SPaRC: A Spatial Pathfinding Reasoning Challenge

Existing reasoning datasets saturate and fail to test abstract, multi-step problems, especially pathfinding and complex rule constraint satisfaction. We introduce SPaRC (Spatial Pathfinding Reasoning Challenge), a dataset of 1,000 2D grid pathfinding puzzles to evaluate spatial and symbolic reasoning, requiring step-by-step planning with arithmetic and geometric rules. Humans achieve near-perfect accuracy (98.0%; 94.5% on hard puzzles), while the best reasoning models, such as o4-mini, struggle (15.8%; 1.1% on hard puzzles). Models often generate invalid paths (>50% of puzzles for o4-mini), and reasoning tokens reveal they make errors in navigation and spatial logic. Unlike humans, who take longer on hard puzzles, models fail to scale test-time compute with difficulty. Allowing models to make multiple solution attempts improves accuracy, suggesting potential for better spatial reasoning with improved training and efficient test-time scaling methods. SPaRC can be used as a window into models' spatial reasoning limitations and drive research toward new methods that excel in abstract, multi-step problem-solving.

Stay Focused: Problem Drift in Multi-Agent Debate

Multi-agent debate - multiple instances of large language models discussing problems in turn-based interaction - has shown promise for solving knowledge and reasoning tasks. However, these methods show limitations, particularly when scaling them to longer reasoning chains. In this study, we unveil a new issue of multi-agent debate: discussions drift away from the initial problem over multiple turns. We define this phenomenon as problem drift and quantify its presence across ten tasks (i.e., three generative, three knowledge, three reasoning, and one instruction-following task). To identify the reasons for this issue, we perform a human study with eight experts on discussions suffering from problem drift, who find the most common issues are a lack of progress (35% of cases), low-quality feedback (26% of cases), and a lack of clarity (25% of cases). To systematically address the issue of problem drift, we propose DRIFTJudge, a method based on LLM-as-a-judge, to detect problem drift at test-time. We further propose DRIFTPolicy, a method to mitigate 31% of problem drift cases. Our study can be seen as a first step to understanding a key limitation of multi-agent debate, highlighting pathways for improving their effectiveness in the future.
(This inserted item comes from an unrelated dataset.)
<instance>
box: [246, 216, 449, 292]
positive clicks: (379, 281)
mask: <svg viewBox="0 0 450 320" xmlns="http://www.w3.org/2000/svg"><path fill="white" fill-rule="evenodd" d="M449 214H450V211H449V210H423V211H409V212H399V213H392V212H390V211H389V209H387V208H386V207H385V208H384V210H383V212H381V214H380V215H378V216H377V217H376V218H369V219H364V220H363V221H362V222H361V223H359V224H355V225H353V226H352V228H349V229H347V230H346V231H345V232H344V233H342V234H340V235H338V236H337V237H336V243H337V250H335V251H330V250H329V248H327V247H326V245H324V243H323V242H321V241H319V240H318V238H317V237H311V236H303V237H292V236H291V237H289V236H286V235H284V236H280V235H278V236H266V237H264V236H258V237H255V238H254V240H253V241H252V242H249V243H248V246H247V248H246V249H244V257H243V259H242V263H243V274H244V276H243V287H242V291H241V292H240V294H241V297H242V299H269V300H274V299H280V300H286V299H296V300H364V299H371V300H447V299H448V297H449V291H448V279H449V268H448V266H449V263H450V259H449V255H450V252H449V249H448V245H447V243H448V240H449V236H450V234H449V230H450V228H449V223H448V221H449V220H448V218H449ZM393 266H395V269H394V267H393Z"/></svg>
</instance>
Voting or Consensus? Decision-Making in Multi-Agent Debate

Much of the success of multi-agent debates depends on carefully choosing the right parameters. Among them, the decision-making protocol stands out. Systematic comparison of decision protocols is difficult because studies alter multiple discussion parameters beyond the protocol. So far, it has been largely unknown how decision-making addresses the challenges of different tasks. This work systematically evaluates the impact of seven decision protocols (e.g., majority voting, unanimity consensus). We change only one variable at a time (i.e., decision protocol) to analyze how different methods affect the collaboration between agents and test different protocols on knowledge (MMLU, MMLU-Pro, GPQA) and reasoning datasets (StrategyQA, MuSR, SQuAD 2.0). Our results show that voting protocols improve performance by 13.2% in reasoning tasks and consensus protocols by 2.8% in knowledge tasks over the other decision protocol. Increasing the number of agents improves performance, while more discussion rounds before voting reduces it. To improve decision-making by increasing answer diversity, we propose two new methods, All-Agents Drafting (AAD) and Collective Improvement (CI). Our methods improve task performance by up to 3.3% with AAD and up to 7.4% with CI. This work demonstrates the importance of decision-making in multi-agent debates beyond scaling.

CiteAssist: A System for Automated Preprint Citation and BibTeX Generation

We present CiteAssist, a system to automate the generation of BibTeX entries for preprints, streamlining the process of bibliographic annotation. Our system extracts metadata, such as author names, titles, publication dates, and keywords, to create standardized annotations within the document. CiteAssist automatically attaches the BibTeX citation to the end of a PDF and links it on the first page of the document so other researchers gain immediate access to the correct citation of the article. This method promotes platform flexibility by ensuring that annotations remain accessible regardless of the repository used to publish or access the preprint. The annotations remain available even if the preprint is viewed externally to CiteAssist. Additionally, the system adds relevant related papers based on extracted keywords to the preprint, providing researchers with additional publications besides those in related work for further reading. Researchers can enhance their preprints organization and reference management workflows through a free and publicly available web interface.